Many small businesses tend to be transferred via an asset sale. Larger companies tend to be primarily stock sales. In the case of a Winmark franchisee, the sale of single store is typically structured as an asset sale, while the sale of multiple stores may be structured as either an asset or stock sale depending on the facts and circumstances.
There are benefits and disadvantages inherent to each of the two structures, which are often in conflict between buyers and sellers.
- The buyer can generally deduct the cost of certain assets of the business, typically over 3 to 15 years, that would otherwise be tied up in the cost of stock, which is not deductible until sold or liquidated.
- The buyer will need to consider the implications of retitling assets and of sales/ transfer taxes, which may be applicable in the state where the physical assets are located.
- The seller will have to pay a combination of ordinary and capital gain rates on the sale resulting in higher income tax rates to the seller. The seller of a C Corporation may face double taxation as the company is taxed on the sale of assets and the individual owner is subsequently taxed on the final distribution of the company’s proceeds.
- The seller keeps the business’ legal entity, while the buyer is generally free of any legal risks and liabilities resulting from the prior entity.

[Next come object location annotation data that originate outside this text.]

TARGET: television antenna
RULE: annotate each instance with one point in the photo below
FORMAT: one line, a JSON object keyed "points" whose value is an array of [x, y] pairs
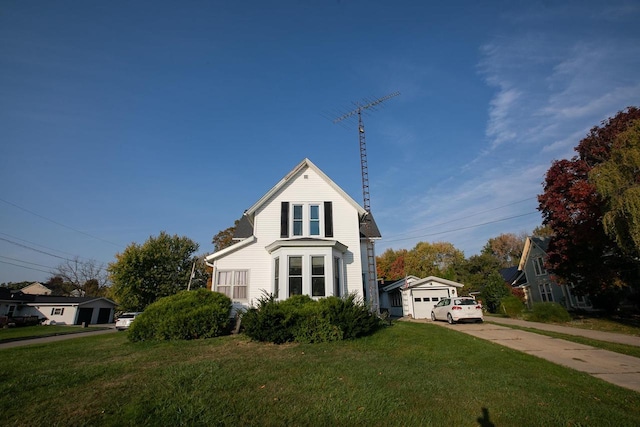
{"points": [[364, 168]]}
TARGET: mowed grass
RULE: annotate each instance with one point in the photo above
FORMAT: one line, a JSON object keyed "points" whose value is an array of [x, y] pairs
{"points": [[409, 374]]}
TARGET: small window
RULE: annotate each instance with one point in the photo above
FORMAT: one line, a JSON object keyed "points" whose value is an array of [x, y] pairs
{"points": [[295, 275], [314, 220], [317, 276], [297, 220]]}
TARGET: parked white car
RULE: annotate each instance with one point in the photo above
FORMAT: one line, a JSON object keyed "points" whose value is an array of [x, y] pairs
{"points": [[125, 320], [458, 309]]}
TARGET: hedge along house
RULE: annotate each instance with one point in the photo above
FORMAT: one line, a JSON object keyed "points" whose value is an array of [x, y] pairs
{"points": [[304, 236], [415, 297]]}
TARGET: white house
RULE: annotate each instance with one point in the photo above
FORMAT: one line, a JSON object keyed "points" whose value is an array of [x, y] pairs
{"points": [[36, 288], [304, 236], [414, 297], [58, 309]]}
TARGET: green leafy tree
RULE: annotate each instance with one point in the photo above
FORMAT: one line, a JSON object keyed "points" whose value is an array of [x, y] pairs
{"points": [[86, 277], [494, 291], [507, 248], [617, 180], [224, 238], [390, 265], [475, 271], [433, 259], [144, 273]]}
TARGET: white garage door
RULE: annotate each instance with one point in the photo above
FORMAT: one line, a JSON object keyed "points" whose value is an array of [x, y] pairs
{"points": [[425, 299]]}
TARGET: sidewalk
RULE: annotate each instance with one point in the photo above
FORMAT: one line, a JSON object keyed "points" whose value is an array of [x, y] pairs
{"points": [[568, 330], [615, 368], [54, 338]]}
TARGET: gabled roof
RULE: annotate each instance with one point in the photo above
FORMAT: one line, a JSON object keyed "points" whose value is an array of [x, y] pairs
{"points": [[305, 164], [55, 300], [413, 281], [368, 227], [533, 241], [513, 276], [399, 283]]}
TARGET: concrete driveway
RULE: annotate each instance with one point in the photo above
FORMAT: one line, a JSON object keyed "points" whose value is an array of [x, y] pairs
{"points": [[615, 368], [54, 338]]}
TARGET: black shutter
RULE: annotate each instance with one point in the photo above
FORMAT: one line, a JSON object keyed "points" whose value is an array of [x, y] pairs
{"points": [[328, 219], [284, 219]]}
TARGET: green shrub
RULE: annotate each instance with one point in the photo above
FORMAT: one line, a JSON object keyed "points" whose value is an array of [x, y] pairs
{"points": [[494, 290], [270, 321], [511, 306], [302, 319], [351, 315], [549, 312], [184, 316]]}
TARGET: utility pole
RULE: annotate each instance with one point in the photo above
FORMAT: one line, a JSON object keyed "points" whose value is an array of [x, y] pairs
{"points": [[364, 168]]}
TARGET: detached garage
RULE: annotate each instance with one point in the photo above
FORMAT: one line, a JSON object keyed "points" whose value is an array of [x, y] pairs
{"points": [[419, 295]]}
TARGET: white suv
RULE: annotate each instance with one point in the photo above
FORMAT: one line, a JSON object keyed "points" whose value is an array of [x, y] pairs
{"points": [[125, 320]]}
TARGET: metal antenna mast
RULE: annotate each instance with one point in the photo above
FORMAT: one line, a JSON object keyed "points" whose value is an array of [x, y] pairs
{"points": [[371, 260]]}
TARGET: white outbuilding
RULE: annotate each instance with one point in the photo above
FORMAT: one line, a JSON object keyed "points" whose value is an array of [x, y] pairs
{"points": [[417, 296]]}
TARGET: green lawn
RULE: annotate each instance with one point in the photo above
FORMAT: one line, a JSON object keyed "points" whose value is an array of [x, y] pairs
{"points": [[408, 374]]}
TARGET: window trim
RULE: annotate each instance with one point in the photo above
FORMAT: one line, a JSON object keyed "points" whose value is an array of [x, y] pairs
{"points": [[234, 286]]}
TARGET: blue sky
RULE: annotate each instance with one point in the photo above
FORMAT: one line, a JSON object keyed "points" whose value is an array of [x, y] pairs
{"points": [[123, 119]]}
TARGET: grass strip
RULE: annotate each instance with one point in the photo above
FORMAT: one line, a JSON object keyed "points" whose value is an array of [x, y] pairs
{"points": [[628, 350], [406, 374]]}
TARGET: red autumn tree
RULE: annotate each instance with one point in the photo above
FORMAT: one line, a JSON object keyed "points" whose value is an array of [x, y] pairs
{"points": [[580, 252]]}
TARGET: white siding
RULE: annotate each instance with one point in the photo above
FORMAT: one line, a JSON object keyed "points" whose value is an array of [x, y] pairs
{"points": [[307, 187]]}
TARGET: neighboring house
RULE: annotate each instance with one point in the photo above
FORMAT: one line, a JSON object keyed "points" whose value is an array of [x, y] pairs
{"points": [[59, 310], [304, 236], [36, 289], [414, 297], [536, 281]]}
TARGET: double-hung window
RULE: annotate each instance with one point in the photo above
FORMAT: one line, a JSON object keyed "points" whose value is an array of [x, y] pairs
{"points": [[538, 266], [295, 275], [317, 276], [306, 219], [314, 220], [545, 292], [233, 283], [298, 222]]}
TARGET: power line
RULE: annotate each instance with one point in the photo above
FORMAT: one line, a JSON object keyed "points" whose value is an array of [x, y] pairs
{"points": [[465, 217], [26, 262], [28, 268], [462, 228], [42, 246], [34, 249], [60, 224]]}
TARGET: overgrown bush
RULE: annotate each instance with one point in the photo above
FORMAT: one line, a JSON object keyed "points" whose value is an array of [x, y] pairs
{"points": [[302, 319], [548, 312], [184, 316], [494, 290], [511, 306]]}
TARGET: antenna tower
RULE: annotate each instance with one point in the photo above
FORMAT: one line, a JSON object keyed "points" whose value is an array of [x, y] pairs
{"points": [[364, 167]]}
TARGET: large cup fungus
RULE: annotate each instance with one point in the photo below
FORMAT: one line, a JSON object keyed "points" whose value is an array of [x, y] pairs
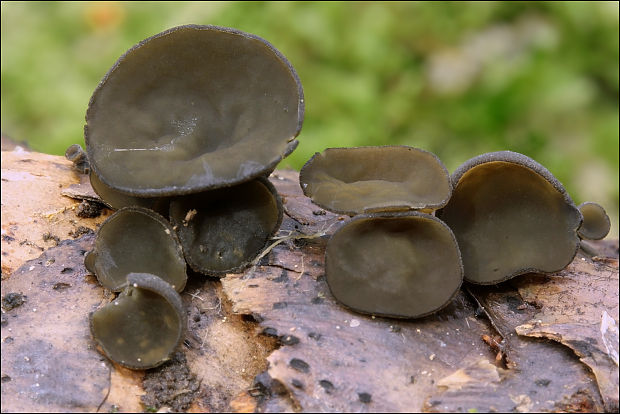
{"points": [[136, 240], [189, 122], [222, 230], [510, 216], [191, 109], [366, 179], [141, 327], [404, 265]]}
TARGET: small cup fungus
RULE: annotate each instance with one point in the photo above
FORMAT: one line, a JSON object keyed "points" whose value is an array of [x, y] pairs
{"points": [[404, 265], [366, 179], [596, 222], [141, 327], [222, 230], [510, 216], [136, 239], [191, 109]]}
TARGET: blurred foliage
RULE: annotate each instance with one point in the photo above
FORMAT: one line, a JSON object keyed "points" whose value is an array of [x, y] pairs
{"points": [[457, 79]]}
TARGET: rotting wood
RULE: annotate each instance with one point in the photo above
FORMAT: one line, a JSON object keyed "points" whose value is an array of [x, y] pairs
{"points": [[328, 357]]}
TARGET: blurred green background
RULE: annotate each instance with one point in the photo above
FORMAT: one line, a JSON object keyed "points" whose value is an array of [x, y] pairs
{"points": [[457, 79]]}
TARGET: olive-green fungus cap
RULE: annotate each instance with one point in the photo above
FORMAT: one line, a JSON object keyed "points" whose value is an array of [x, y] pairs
{"points": [[370, 179], [404, 265], [136, 240], [510, 216], [117, 200], [193, 108], [596, 223], [141, 327], [223, 230]]}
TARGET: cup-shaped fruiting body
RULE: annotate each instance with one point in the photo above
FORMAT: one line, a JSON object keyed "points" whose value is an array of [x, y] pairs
{"points": [[117, 200], [223, 230], [193, 108], [368, 179], [141, 327], [510, 216], [596, 223], [404, 265], [136, 240]]}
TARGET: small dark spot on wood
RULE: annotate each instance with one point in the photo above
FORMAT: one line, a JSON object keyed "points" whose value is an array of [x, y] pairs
{"points": [[278, 388], [282, 278], [327, 386], [299, 365], [13, 300], [270, 332], [316, 300], [289, 340], [47, 236], [364, 397], [81, 230], [89, 209], [314, 335], [61, 286]]}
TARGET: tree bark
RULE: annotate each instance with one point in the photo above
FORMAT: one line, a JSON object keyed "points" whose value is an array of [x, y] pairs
{"points": [[274, 339]]}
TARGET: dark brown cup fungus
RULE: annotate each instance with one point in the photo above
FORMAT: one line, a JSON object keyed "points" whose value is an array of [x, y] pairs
{"points": [[136, 239], [141, 327], [596, 223], [510, 216], [404, 265], [191, 109], [222, 230], [366, 179]]}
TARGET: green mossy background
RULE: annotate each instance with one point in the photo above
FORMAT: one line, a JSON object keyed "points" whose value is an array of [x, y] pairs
{"points": [[457, 79]]}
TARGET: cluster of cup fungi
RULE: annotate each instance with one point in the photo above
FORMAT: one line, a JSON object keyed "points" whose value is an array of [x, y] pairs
{"points": [[181, 135], [418, 232]]}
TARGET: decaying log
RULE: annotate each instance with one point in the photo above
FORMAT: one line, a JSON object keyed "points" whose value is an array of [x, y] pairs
{"points": [[274, 339]]}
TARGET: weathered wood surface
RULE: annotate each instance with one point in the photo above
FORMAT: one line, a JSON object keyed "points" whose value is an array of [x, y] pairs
{"points": [[274, 339]]}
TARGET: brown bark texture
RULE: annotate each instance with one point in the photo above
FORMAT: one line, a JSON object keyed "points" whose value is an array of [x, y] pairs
{"points": [[274, 339]]}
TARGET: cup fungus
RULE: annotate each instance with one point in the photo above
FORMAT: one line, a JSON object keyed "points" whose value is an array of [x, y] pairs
{"points": [[222, 230], [596, 222], [403, 265], [510, 216], [141, 327], [136, 239], [366, 179], [191, 109]]}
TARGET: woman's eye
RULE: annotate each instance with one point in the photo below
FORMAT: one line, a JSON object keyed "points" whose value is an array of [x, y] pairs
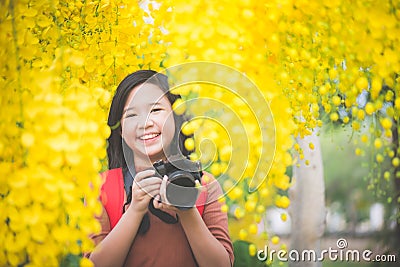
{"points": [[130, 115]]}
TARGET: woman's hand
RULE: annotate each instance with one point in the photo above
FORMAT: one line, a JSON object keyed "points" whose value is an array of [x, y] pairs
{"points": [[145, 186], [161, 202]]}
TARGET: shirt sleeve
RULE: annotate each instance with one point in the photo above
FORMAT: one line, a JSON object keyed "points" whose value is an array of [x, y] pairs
{"points": [[214, 218]]}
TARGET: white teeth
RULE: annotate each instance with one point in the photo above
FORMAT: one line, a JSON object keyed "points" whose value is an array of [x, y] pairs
{"points": [[148, 136]]}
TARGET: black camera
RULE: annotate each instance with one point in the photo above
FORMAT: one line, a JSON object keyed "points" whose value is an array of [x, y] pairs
{"points": [[182, 175]]}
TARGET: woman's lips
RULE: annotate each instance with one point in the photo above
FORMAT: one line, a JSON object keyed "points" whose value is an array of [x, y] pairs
{"points": [[149, 138]]}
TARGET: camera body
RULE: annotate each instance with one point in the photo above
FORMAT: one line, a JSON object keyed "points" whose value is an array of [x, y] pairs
{"points": [[182, 174]]}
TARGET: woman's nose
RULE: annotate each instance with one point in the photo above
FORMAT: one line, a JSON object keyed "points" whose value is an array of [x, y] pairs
{"points": [[146, 122]]}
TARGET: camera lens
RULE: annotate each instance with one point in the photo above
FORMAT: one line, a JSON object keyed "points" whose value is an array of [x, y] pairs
{"points": [[181, 191]]}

- The seller generally realizes more cash at closing in an asset sale, but there may be outstanding liabilities retained by the seller that reduce the true value of this perceived extra money.
- Insurance policies, contracts, leases and permits do not automatically transfer to the buyer.
- Stock Sales
- The seller primarily pays capital gain tax rates, which are often significantly lower than ordinary income rates.
- There is no step-up in basis of the company’s assets in a stock sale. Therefore, the buyer does not gain favorable expensing opportunities with the business’ preexisting assets as it would in an asset sale.
- The new buyer generally obtains legal risks and liabilities that may have resulted from the tenure of prior owners unless the transaction is structured properly to reduce this potential liability.
- Insurance policies, contracts, leases and permits generally transfer to the buyer.
- Stock sales are generally less complex legally, resulting in lower transaction costs.
If there is real estate in the business, it will usually be involved in a separate transaction via a rental or purchase agreement.
In general, the seller usually favors a stock sale, the buyer an asset sale. Typically, the tax implications to the two sides are factored into the price.
The existing entity type (C Corporation, S Corporation, Limited Liability Company, partnership etc.) of the business is integral to the discussion as well. You will want to work directly with your accounting and legal teams to find the best fit for your needs, because a Section 338(h)(10) election might be your best option. These advisors should be engaged at the beginning of the sale planning process to optimize your personal and financial goals.